Doordat deze functies zijn ingebouwd in de Viam-software is het eerder een besturingsysteem voor robots dan enkele en alleen een programmeertaal. Het biedt dan ook nogal wat mogelijkheden:

  • Gegevensbeheer: leg gegevens vast en synchroniseer ze naar de cloud en bekijk, sorteer, verwijder of exporteer gegevens.
  • Machine Learning: gebruik de gegevens van reeds aanwezige robots om nieuwe machine learning-modellen te trainen, oude modellen te uploaden en modellen naar robots te sturen. ‍
  • Asset management: creëer groepen robots of andere apparaten, bedien iedere robot op afstand en houd ze veilig met locaties, groepen en machtigingen.‍
  • Gebruik andere ingebouwde robotica services zoals Motion, SLAM en Vision (objectdetectie, beeldclassificatie en beeldsegmentatie).‍

‍Het Viam-platform is volledig open source: de software op de robots zelf, de software development kit (SDK), maar ook de RDK (robot development kit) Met modulaire componenten kan een aangepaste component of service gemaak worden die, eenmaal ingesteld, net zo werkt als een hulpmiddel dat bij het programma is geleverd.

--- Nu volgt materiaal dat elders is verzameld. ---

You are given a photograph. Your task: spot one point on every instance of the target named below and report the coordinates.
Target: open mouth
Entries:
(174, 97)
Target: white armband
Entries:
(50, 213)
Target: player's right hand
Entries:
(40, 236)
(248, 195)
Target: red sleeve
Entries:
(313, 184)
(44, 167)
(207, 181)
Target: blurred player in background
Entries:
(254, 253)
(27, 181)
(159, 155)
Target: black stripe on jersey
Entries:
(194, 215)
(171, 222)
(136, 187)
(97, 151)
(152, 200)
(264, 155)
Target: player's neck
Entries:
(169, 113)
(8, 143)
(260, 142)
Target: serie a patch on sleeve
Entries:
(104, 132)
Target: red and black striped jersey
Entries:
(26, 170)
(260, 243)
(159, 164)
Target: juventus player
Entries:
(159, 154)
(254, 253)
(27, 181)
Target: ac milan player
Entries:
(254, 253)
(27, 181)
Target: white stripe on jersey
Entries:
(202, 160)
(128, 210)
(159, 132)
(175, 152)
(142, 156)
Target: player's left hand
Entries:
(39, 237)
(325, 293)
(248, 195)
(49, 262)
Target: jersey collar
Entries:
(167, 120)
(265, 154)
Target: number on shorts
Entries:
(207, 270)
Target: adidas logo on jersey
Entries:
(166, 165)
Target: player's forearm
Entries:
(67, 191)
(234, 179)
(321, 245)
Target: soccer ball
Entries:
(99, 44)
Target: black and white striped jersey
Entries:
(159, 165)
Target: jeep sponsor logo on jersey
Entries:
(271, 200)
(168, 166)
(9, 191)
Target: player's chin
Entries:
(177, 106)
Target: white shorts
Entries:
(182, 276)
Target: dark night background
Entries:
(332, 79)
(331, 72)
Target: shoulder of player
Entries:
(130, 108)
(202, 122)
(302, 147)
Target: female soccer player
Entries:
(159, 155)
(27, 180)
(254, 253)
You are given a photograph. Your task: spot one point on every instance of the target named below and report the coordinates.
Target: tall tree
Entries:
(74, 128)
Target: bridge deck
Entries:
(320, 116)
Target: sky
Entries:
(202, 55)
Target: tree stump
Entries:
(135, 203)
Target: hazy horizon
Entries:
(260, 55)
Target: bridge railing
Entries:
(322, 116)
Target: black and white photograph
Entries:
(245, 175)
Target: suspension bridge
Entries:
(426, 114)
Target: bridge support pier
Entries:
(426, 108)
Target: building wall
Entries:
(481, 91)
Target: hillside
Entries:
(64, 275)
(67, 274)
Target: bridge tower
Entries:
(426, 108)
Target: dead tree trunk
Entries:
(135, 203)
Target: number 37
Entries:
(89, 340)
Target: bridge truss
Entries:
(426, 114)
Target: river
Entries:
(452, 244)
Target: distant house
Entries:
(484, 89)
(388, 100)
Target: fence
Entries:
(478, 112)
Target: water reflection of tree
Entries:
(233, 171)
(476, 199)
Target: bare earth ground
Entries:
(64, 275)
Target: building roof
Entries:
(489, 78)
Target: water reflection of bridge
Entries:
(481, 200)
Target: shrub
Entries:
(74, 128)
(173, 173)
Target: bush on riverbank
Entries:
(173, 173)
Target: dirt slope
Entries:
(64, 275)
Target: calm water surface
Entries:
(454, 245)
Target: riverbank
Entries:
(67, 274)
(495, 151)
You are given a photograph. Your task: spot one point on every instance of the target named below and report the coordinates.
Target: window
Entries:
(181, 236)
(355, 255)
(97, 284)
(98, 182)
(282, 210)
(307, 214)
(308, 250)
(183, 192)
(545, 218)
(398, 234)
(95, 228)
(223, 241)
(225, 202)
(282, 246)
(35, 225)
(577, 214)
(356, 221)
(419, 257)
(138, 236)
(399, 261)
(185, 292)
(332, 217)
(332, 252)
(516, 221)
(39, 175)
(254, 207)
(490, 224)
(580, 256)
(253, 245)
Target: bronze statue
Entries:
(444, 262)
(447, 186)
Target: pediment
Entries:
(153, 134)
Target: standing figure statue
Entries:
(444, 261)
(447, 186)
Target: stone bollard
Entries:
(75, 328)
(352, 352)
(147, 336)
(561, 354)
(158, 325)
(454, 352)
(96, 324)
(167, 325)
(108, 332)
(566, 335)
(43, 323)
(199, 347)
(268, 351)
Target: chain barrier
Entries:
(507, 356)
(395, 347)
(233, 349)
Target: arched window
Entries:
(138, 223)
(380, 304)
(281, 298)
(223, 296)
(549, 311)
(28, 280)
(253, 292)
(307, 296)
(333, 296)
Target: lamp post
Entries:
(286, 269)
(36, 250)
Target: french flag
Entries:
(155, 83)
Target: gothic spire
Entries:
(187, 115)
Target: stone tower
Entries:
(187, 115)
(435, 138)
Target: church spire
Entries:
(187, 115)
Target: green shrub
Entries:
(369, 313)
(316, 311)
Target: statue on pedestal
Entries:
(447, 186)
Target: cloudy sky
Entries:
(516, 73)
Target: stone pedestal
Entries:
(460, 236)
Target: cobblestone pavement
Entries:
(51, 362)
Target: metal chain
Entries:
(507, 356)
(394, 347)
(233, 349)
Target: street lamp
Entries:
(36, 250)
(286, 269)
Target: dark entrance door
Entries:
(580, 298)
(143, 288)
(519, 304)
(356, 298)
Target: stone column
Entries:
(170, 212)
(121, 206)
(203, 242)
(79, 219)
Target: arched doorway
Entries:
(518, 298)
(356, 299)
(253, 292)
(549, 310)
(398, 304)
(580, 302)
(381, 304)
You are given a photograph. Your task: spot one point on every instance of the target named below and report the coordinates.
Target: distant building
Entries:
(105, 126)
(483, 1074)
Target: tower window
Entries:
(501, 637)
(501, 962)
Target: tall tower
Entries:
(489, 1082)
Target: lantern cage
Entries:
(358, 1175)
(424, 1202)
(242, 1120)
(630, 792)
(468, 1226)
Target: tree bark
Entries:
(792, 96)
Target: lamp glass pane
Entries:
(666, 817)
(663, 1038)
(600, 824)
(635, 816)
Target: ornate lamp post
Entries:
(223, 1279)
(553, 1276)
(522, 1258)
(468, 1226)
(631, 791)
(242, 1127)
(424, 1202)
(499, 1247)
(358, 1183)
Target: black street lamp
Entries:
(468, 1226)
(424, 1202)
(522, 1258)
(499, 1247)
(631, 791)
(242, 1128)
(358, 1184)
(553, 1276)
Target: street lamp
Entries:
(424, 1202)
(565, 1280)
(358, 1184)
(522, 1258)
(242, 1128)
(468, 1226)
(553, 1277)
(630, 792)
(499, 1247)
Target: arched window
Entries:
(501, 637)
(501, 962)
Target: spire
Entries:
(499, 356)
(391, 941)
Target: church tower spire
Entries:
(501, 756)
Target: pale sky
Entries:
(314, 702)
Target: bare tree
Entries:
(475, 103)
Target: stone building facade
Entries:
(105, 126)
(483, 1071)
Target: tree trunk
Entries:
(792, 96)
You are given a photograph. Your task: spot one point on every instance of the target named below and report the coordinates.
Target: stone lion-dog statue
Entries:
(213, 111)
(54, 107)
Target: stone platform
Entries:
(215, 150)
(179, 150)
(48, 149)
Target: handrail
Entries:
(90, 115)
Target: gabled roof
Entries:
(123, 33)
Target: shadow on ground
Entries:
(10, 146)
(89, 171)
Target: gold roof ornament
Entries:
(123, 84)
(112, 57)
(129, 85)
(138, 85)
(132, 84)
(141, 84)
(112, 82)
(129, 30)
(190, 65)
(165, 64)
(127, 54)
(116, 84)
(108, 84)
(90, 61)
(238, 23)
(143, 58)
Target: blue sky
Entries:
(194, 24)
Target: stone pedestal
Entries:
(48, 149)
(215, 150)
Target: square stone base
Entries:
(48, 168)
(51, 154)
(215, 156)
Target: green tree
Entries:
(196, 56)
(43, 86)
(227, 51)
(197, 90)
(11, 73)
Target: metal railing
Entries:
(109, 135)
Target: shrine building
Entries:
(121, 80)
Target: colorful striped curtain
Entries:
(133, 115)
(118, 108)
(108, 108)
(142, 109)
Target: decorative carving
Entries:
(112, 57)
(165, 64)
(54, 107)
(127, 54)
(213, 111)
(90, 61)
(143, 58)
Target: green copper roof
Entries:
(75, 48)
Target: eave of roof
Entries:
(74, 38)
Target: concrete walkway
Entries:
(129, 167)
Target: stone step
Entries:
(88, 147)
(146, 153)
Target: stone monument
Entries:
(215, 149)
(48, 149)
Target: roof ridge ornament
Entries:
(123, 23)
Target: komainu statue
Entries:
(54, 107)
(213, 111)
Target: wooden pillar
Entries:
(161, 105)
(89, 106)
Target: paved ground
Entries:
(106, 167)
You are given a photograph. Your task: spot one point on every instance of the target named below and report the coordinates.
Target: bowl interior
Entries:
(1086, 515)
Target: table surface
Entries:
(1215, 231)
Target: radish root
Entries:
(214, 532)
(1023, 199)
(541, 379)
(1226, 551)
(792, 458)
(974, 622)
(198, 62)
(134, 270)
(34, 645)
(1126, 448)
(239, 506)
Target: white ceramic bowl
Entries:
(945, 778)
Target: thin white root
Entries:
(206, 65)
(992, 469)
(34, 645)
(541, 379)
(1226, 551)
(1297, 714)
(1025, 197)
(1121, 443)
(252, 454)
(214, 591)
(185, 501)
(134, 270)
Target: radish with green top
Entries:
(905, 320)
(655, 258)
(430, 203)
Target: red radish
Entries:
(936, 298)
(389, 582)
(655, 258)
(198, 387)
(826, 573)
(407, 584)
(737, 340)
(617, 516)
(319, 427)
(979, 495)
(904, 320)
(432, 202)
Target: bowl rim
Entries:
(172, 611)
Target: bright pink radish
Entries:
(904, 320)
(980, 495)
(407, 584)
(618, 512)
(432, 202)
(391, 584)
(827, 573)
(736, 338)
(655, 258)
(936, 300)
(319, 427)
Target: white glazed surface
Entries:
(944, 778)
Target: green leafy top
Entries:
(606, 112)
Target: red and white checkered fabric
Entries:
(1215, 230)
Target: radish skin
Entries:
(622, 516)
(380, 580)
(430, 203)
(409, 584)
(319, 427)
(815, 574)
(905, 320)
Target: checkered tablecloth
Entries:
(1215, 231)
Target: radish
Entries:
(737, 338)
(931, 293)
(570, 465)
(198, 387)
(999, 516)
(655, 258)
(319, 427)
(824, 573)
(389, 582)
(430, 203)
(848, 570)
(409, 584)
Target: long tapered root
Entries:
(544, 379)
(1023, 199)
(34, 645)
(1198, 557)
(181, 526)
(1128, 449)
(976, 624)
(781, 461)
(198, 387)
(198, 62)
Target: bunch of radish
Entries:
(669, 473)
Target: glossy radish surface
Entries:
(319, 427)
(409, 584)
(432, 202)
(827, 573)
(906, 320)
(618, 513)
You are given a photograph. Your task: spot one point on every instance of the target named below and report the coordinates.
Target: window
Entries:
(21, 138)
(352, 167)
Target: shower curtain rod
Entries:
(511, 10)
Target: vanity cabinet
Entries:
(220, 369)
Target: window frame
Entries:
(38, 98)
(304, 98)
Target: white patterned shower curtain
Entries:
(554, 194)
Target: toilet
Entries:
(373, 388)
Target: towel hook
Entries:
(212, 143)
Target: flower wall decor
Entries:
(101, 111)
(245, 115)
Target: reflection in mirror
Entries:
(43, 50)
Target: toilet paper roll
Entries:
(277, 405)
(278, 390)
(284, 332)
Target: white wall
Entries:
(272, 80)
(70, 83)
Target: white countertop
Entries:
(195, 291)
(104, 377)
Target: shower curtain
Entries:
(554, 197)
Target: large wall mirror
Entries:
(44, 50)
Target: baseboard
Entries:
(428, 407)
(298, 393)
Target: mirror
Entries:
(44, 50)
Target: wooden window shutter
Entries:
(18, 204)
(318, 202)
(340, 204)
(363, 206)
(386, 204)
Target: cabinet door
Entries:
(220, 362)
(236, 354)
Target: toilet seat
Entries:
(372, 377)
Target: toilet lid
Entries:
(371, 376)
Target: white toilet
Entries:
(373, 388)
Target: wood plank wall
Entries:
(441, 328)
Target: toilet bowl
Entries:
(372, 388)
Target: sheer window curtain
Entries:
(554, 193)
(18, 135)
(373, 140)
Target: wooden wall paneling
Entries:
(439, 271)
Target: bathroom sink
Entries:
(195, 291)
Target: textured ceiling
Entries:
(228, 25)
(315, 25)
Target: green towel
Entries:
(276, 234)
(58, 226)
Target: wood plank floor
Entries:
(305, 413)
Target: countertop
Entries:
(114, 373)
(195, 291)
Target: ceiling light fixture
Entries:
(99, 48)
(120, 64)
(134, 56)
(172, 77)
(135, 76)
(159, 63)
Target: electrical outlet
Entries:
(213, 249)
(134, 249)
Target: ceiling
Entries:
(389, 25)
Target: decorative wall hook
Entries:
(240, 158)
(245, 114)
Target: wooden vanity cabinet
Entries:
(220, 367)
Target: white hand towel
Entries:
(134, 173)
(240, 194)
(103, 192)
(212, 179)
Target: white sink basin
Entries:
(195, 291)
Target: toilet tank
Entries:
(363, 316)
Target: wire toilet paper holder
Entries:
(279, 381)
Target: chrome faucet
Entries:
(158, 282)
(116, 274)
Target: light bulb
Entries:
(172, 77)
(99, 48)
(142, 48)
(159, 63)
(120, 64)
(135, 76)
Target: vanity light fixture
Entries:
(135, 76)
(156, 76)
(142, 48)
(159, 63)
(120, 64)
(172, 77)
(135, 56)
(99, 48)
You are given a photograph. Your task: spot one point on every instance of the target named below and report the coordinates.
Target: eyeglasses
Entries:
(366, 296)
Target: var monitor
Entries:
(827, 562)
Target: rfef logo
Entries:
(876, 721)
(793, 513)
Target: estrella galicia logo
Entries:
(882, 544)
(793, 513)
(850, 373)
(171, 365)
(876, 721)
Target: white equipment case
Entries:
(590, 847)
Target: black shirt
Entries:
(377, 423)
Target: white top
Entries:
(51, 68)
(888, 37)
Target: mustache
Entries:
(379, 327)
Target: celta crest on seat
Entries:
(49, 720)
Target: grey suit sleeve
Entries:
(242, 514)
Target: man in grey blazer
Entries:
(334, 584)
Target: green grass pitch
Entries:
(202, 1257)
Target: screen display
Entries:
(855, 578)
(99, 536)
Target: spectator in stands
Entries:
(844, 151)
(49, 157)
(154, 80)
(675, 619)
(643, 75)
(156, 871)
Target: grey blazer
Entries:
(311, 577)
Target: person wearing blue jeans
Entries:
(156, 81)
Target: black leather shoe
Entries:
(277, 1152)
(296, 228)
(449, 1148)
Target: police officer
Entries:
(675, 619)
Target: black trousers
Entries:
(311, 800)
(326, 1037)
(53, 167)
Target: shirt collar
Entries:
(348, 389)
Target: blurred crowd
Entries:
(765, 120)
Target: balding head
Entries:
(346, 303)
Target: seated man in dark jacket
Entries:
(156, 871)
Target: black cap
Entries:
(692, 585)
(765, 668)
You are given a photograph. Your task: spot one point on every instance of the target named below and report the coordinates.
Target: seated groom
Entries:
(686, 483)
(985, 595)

Het bedrijf werkt ook aan het opzetten van een community waarin developers componenten en services kunnen bouwen, programmeren, uitwisselen, verbeteren en delen.

Conclusie

Ooit het domein van gesloten en complexe software, is er steeds meer flexibiliteit gekomen in de wereld van het programmeren en aansturen van robots. Daarbij kunnen we kieszen uit een snel groeiend aanbod aan mogelijkheden. No code en low code speelt hierbij een belangrijke rol, waarbij de handelingen die een robot moet verrichten steeds meer op een grafische manier worden ‘geprogrammeerd’. Dat komt de snelheid van programmeren enorm ten goede. En dat is cruciaal; voor de nNederlandse maakindustrie die robots erg interessant vindt, maar worstelt met de kosten en de vraag hoe robots ook slim kunnen worden ingezet bij kleine serieus. De oplossing hiervoor lijkt inmiddels in belangrijke mate gevonden te zijn.  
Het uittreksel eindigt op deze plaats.